While the number of people who are living in extreme poverty has fallen, the number of people living below the poverty line has increased, with more than one in four households classed as being so-called breadline poor in 2001.
At the same time the number of asset wealthy households rose dramatically between 1999 and 2003 with more than a fifth of families now falling into this category.
But the proportion of average households fell from around two-thirds of families in 1980 to just over half by 2000.
The group, which drew up a poverty and wealth map for Britain, said there was evidence of increasing polarisation, with rich and poor now living further apart.
It said urban clustering of poverty had increased, while wealthy households were becoming concentrated in the outskirts and surrounds of major cities.
The report said: "Poor, rich and average households became less and less likely to live next door to one another between 1970 and 2000.
"As both the poor and wealthy households have become more and more clustered in different areas, so the spatial concentration of average households has also increased."
A second report by the group, also published today, said the public thought the gap between rich and poor was too large.
It found that during the past 20 years, a "large and enduring" majority of people felt this way.
But it added that people were more likely to think those on higher incomes were being overpaid, than to think those on low incomes were being underpaid.
The research also found while people thought the gap between rich and poor was too great, there was no clear consensus on how the issue of inequality should be tackled.
Author of the report Michael Orton said: "There is evidence that a high level of inequality may cause real socio-economic problems.
"There is widespread acceptance that some occupations should be paid more than others: but the gap between high and low paid occupations is far greater than people think it should be."
Minister for Employment and Welfare Reform Caroline Flint said: "Our commitment to ensuring everyone shares the nation's increasing wealth has resulted in the rising trend of inequality recently stabilising.
"Since 1997, 600,000 children and over one million pensioners have been lifted out of poverty. Thanks to reforms of the tax and benefits system, the average household is £1,000 better off than 10 years ago.
"The investment of £20 billion to regenerate cities, towns and neighbourhoods will help previously excluded areas to bridge the gap between themselves and the rest of the country."
Liberal Democrat spokesman David Laws said: "This report shows that Britain is becoming a more polarised society with growing inequality of wealth, geographic concentrations of deprivation, and falling social mobility.
"Britain is a meritocracy, but one in which the chances of acquiring merit are diminishing for as much as a quarter of the population.
"This left out 25% is in danger of feeling totally marginalised from mainstream society, which will breed high levels of disillusionment, crime and exclusion.
"The Government needs to tackle the causes of these massive inequalities by improving education, making the housing market work, and getting millions of people trapped on benefit back into employment."

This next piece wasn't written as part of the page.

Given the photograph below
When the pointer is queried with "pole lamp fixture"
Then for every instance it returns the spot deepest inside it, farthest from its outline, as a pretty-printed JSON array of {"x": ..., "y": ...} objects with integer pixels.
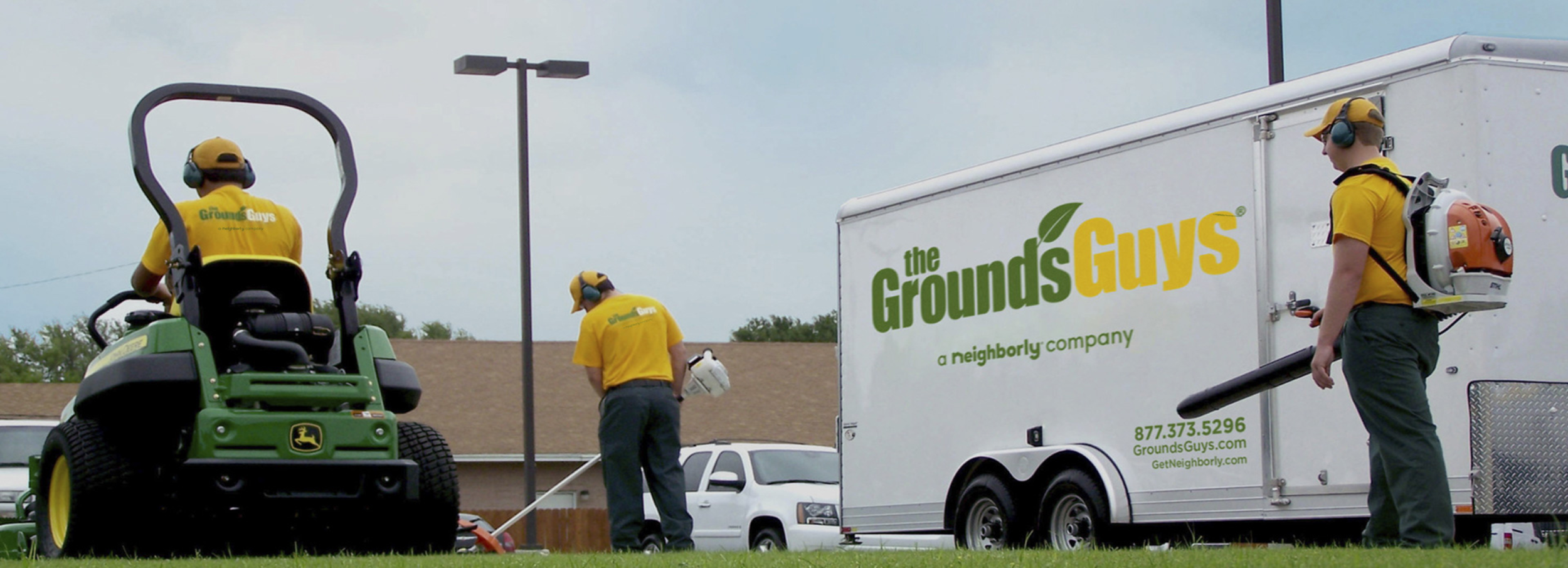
[{"x": 494, "y": 65}]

Shadow home secretary David Davis, who is chairing the Tories' social mobility taskforce, said: "When it comes to opportunities for the least well off, our society is flatlining.
"Not only is this a loss of opportunity for young people and a tragedy for families and individuals trapped at the bottom of the pile - it is also a massive loss of talent and creativity for our nation.
"Britain's decline in social mobility has been accompanied by a fall in her economic competitiveness; this is no coincidence.
"This is why my recently established taskforce will examine what is blocking the different routes to wealth and wider success and set out proposals as to how they can be overcome."